Il existe plusieurs raisons pour lesquelles les jeunes adultes peuvent retourner vivre chez leurs parents après avoir quitté le foyer familial une première fois. On peut par exemple penser au divorce, à la perte d'un emploi ou à des problèmes financiers temporaires. D'ailleurs, on ne peut comprendre adéquatement la relation entre le fait d'être un enfant boomerang et la probabilité d'être propriétaire de son logement en faisant abstraction des différents motifs qui ont amenés les jeunes adultes à retourner au domicile parental ou non.

Les enfants boomerangs ne sont pas tous identiques du point de vue de l'accession à la propriété résidentielle. Les personnes qui sont retournées vivre chez leurs parents à cause de la perte d'un emploi ou pour des raisons financières étaient beaucoup moins susceptibles d'être propriétaires dans la trentaine que celles qui n'y étaient jamais retournées.

Cependant, en maintenant l'effet des autres facteurs constants, les personnes qui étaient retournées vivre chez leurs parents à cause de la fin d'une rupture de couple ou bien de la fin de leurs études n'étaient pas moins susceptibles de posséder leur logement par la suite que celles qui n'étaient jamais retournées vivre chez leurs parents6.

Résumé

La présente étude a permis de découvrir une association positive entre l'âge du départ du domicile familial et la probabilité d'être propriétaire de son logement dans la trentaine. Toutefois, ce résultat n'est vrai que pour les départs ayant été faits jusqu'à la mi-vingtaine. Pour les départs faits au-delà de l'âge d'environ 25 ans, plus ce départ était tardif, moins la probabilité d'être propriétaire de son logement dans la trentaine était élevée.

Par ailleurs, il semblerait que les enfants boomerangs qui sont retournés vivre chez leurs parents après avoir quitté une première fois, sont moins susceptibles d'être propriétaires lorsqu'ils atteignent la trentaine que ceux dont le premier départ du nid familial était définitif. C'est particulièrement le cas de ceux qui sont retournés vivre chez leurs parents en raison de la perte d'un emploi ou de difficultés financières.

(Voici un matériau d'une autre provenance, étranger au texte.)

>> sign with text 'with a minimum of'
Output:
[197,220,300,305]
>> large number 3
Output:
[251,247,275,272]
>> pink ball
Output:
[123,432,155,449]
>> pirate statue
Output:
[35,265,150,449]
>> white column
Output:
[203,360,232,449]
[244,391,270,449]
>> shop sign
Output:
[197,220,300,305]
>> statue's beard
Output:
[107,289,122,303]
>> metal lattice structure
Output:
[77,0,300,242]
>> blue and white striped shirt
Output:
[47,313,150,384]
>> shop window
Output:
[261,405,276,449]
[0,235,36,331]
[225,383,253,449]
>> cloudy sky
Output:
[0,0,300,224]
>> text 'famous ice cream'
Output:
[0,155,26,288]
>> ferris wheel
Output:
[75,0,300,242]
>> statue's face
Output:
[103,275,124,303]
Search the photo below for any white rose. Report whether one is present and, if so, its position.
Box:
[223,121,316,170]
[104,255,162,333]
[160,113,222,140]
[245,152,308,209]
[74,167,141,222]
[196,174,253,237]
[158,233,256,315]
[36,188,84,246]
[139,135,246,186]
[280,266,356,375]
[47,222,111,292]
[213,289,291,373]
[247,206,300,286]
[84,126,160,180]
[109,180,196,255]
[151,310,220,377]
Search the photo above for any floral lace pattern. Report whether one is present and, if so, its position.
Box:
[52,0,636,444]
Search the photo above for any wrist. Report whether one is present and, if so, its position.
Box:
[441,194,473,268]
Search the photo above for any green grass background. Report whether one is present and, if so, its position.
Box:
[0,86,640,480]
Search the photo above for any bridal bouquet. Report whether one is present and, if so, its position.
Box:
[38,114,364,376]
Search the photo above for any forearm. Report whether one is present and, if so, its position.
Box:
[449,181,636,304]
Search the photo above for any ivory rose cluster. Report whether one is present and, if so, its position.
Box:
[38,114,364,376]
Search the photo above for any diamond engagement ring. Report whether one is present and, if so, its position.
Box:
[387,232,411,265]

Martin Turcotte est chercheur en sciences sociales à la Division de la statistique sociale et autochtone de Statistique Canada.

Notes

  1. Boyle, Theresa. 2007. « Kids hang in with parents to raise a down payment », Toronto Star, 28 avril; El Nasser, Haya. 2005. « Why grown kids come home », Usa Today, http://www.usatoday.com/news/nation/2005-01-10-cover-kids_x.htm, site consulté le 6 juillet 2007; « Boomerang kids », Canadian Living, septembre 2004.
  2. Pour voir une description des différents facteurs qui ont été inclus dans cette analyse, voir Turcotte, Martin. 2007. « L'accession des jeunes adultes à la propriété résidentielle », Tendances sociales canadiennes, no 84, produit no 11-008-XIF au catalogue de Statistique Canada.
  3. Les probabilités prédites présentées dans le graphique 2 ont été estimées en maintenant constants les autres facteurs inclus dans l'analyse statistique de façon à ce qu'ils correspondent au profil d'une « personne type ». Cette « personne type » avait les caractéristiques suivantes : un homme de 35 ans, qui vivait dans un ménage dont les revenus se situaient entre 50 000 $ et 59 999 $, qui avait complété un diplôme d'études collégiales, qui occupait un emploi permanent et qui vivait dans la RMR de Toronto.
  4. BMO Groupe financier. 2007. « La génération Y reste à la maison plus longtemps avant de se lancer sur le marché immobilier — un nombre sans précédent de jeunes âgés de 21 à 34 ans demeurent toujours chez leurs parents ». Communiqué de presse, 17 avril, 2007. www2.bmo.com (site consulté le 24 octobre 2007.)
  5. Si on change la population de référence pour inclure uniquement dans l'analyse les adultes âgés de 35 à 44 ans (et ainsi tenir compte du fait que certaines personnes retournent vivre chez leurs parents après l'âge de 30 ans), les conclusions demeurent exactement les mêmes : les enfants boomerangs sont moins susceptibles de posséder leur logement que les enfants qui ont quitté le domicile parental une seule fois.
  6. La différence avec le groupe des personnes qui n'étaient jamais retournées vivre chez leurs parents n'était pas statistiquement significative dans l'analyse de régression logistique.